Background: Cognitive impairment following a minor stroke or transient ischemic attack (TIA) is common; however, due to diagnostic difficulties, the prevalence and underlying cause of impairment remain poorly defined. We compared cognition in patients after a minor stroke, TIA, or mimic event at three time points in the first year following the event. We examine whether cognitive impairment occurs following these events and whether this impairment differs based on the event type. Further, we measure whether these findings persist after controlling for age, education, and the presence of vascular risk factors and whether the presence of vascular risk factors, independent of event etiology, is associated with cognitive impairment. Lastly, we investigate whether increased stroke risk, as assessed by the ABCD2, is associated with reduced cognition. Methods: Medical information, a cognitive screening test, and a measure of executive functioning were collected from 613 patients (123 minor stroke, 175 TIA, and 315 mimics) using phone interviews at three time points in the first year following the event. Linear mixed models were used to determine the effect of event type, vascular risk factors, and predicted stroke risk on cognitive performance while controlling for confounders. Results: There was no relationship between event type and performance on either cognitive measure. When all confounders are controlled for, performance on the cognitive screening test was uniquely accounted for by the presence of heart failure, myocardial infarction, angina, and hypertension (all p < 0.047), whereas the measure of executive functioning was uniquely accounted for by the presence of hypertension and angina (all p < 0.032).
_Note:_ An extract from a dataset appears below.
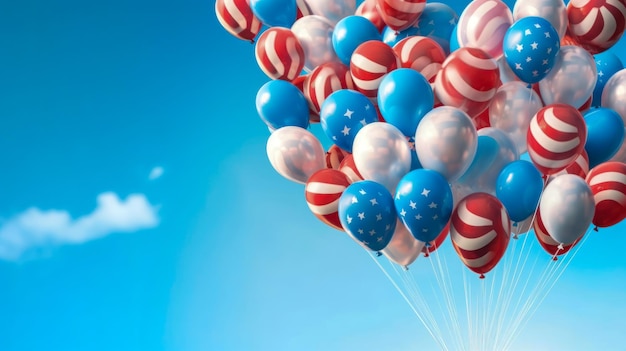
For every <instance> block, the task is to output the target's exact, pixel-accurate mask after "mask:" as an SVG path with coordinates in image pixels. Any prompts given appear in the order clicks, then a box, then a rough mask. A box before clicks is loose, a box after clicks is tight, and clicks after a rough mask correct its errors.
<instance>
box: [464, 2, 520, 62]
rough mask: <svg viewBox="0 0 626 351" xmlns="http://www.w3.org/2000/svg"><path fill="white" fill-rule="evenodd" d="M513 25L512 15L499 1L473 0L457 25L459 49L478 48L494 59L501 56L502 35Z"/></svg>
mask: <svg viewBox="0 0 626 351" xmlns="http://www.w3.org/2000/svg"><path fill="white" fill-rule="evenodd" d="M512 24H513V13H511V9H509V6H508V5H507V4H505V3H504V2H502V1H500V0H474V1H472V2H470V4H469V5H467V7H466V8H465V10H463V12H462V13H461V16H459V23H458V24H457V32H456V33H457V40H458V43H459V47H462V48H463V47H472V48H479V49H482V50H483V51H485V52H486V53H487V54H489V56H491V57H493V58H494V59H496V60H497V59H499V58H500V57H502V55H503V46H502V43H503V41H504V35H505V34H506V32H507V30H508V29H509V27H511V25H512Z"/></svg>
Increased stroke risk also predicted performance on the cognitive screening test and the measure of executive functioning (all p < 0.002). Conclusions: Our findings indicate that cognitive impairment following a minor stroke or TIA may be attributed to the high prevalence of chronic vascular risk factors in these patients. This highlights the importance of long-term management of vascular risk factors beyond event recovery to reduce the risk of cognitive impairment. Increased stroke risk (i.e., ABCD2 score) was also associated with reduced cognition, suggesting that it may be helpful in signaling the need for further cognitive evaluation and intervention post-event.